Note that the protein level has two proteins while the peptide level kept all five peptides.

Subset at protein level and extending the subset to the peptide level.

## to extend we set the metaoption to TRUE
metaoptions(ProteomicsExp)[['linkedSubset']] <- TRUE

ProteomicsExp[1:2,]
## class: SilacProteomicsExperiment 
## metadata(7): conditionCol timeCol ... subsetMode proteinCol
## protein: 
##   |-- dim: 2 3 
##   |-- assays(1): expression
## Warning in sprintf(fmt, length(vals), lbls): 2 arguments not used by format '|-- rownames: NULL
## '
##   |-- rownames: NULL
##   |-- rowData names(1): prot_id
## peptide: 
##   |-- dim: 3 3 
##   |-- assays(1): expression
## Warning in sprintf(fmt, length(vals), lbls): 2 arguments not used by format '|-- rownames: NULL
## '
##   |-- rownames: NULL
##   |-- rowData names(2): pept_id prot_id
## colnames: NULL
## colData names(3): sample condition time

In this case the protein level has two proteins and the peptide level has also been subset to the three peptides that are assigned to the two proteins in the linkerDf.

The same process can also be applied at peptide level.

## indicate that we want to apply the subset at protein level
metaoptions(ProteomicsExp)[['subsetMode']] <- 'peptide'
## to extend we set the metaoption to TRUE
metaoptions(ProteomicsExp)[['linkedSubset']] <- TRUE

ProteomicsExp[1:2,]
## class: SilacProteomicsExperiment 
## metadata(7): conditionCol timeCol ... subsetMode proteinCol
## protein: 
##   |-- dim: 1 3 
##   |-- assays(1): expression
## Warning in sprintf(fmt, length(vals), lbls): 2 arguments not used by format '|-- rownames: NULL
## '
##   |-- rownames: NULL
##   |-- rowData names(1): prot_id
## peptide: 
##   |-- dim: 2 3 
##   |-- assays(1): expression
## Warning in sprintf(fmt, length(vals), lbls): 2 arguments not used by format '|-- rownames: NULL
## '
##   |-- rownames: NULL
##   |-- rowData names(2): pept_id prot_id
## colnames: NULL
## colData names(3): sample condition time

In this case, the first two peptides, which belong to the first protein, are selected along with that protein.

Other subset operations can be done using subsetProt() and subsetPep(), which call the generic subset() on the rowData slot of the protein and peptide level respectively.
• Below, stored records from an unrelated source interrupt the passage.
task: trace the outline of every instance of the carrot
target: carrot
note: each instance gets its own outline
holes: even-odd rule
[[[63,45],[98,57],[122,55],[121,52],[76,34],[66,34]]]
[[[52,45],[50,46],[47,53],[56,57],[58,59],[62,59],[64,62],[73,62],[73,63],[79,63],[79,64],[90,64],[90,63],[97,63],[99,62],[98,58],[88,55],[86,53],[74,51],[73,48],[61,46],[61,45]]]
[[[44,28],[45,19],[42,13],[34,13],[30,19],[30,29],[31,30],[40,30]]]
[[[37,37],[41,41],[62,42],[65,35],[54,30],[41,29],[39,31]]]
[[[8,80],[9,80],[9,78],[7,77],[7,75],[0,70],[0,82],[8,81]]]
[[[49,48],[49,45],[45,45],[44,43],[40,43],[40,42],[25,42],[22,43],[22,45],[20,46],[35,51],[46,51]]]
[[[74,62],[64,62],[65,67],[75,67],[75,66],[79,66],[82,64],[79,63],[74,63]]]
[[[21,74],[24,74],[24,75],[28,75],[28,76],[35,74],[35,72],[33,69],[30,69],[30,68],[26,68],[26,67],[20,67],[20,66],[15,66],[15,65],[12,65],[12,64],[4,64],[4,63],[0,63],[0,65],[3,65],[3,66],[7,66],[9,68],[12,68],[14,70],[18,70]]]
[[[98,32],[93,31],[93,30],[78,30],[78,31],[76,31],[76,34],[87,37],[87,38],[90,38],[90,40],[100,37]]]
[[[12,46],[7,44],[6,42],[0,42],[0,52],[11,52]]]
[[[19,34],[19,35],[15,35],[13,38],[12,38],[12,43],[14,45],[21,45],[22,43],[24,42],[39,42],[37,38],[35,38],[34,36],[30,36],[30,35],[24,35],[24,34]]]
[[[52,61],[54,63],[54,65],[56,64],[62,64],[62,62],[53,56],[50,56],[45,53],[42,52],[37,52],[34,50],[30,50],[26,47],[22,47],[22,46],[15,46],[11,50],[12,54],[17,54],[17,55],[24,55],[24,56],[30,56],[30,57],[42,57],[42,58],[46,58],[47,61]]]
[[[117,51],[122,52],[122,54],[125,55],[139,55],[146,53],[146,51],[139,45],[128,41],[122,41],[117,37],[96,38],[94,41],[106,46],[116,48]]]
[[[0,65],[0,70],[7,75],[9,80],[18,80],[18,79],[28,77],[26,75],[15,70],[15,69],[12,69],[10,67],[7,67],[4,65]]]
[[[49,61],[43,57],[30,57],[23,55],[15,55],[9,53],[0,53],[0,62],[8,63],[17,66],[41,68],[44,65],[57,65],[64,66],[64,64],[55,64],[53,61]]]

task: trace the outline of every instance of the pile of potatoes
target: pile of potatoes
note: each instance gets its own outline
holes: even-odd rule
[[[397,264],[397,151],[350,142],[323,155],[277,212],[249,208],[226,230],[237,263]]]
Note that subsetProt() and subsetPep() will behave differently depending on the metaoption linkedSubset as seen above with [.

## without linked Subset
metaoptions(ProteomicsExp)[['linkedSubset']] <- FALSE
subsetProt(ProteomicsExp, prot_id == 'B')
## class: SilacProteomicsExperiment 
## metadata(7): conditionCol timeCol ... subsetMode proteinCol
## protein: 
##   |-- dim: 1 3 
##   |-- assays(1): expression
## Warning in sprintf(fmt, length(vals), lbls): 2 arguments not used by format '|-- rownames: NULL
## '
##   |-- rownames: NULL
##   |-- rowData names(1): prot_id
## peptide: 
##   |-- dim: 5 3 
##   |-- assays(1): expression
## Warning in sprintf(fmt, length(vals), lbls): 2 arguments not used by format '|-- rownames: NULL
## '
##   |-- rownames: NULL
##   |-- rowData names(2): pept_id prot_id
## colnames: NULL
## colData names(3): sample condition time
## with linked Subset
metaoptions(ProteomicsExp)[['linkedSubset']] <- TRUE
subsetProt(ProteomicsExp, prot_id == 'B')
## class: SilacProteomicsExperiment 
## metadata(7): conditionCol timeCol ... subsetMode proteinCol
## protein: 
##   |-- dim: 1 3 
##   |-- assays(1): expression
## Warning in sprintf(fmt, length(vals), lbls): 2 arguments not used by format '|-- rownames: NULL
## '
##   |-- rownames: NULL
##   |-- rowData names(1): prot_id
## peptide: 
##   |-- dim: 1 3 
##   |-- assays(1): expression
## Warning in sprintf(fmt, length(vals), lbls): 2 arguments not used by format '|-- rownames: NULL
## '
##   |-- rownames: NULL
##   |-- rowData names(2): pept_id prot_id
## colnames: NULL
## colData names(3): sample condition time

Finally, cbind, rbind and merge can be used for aggregation.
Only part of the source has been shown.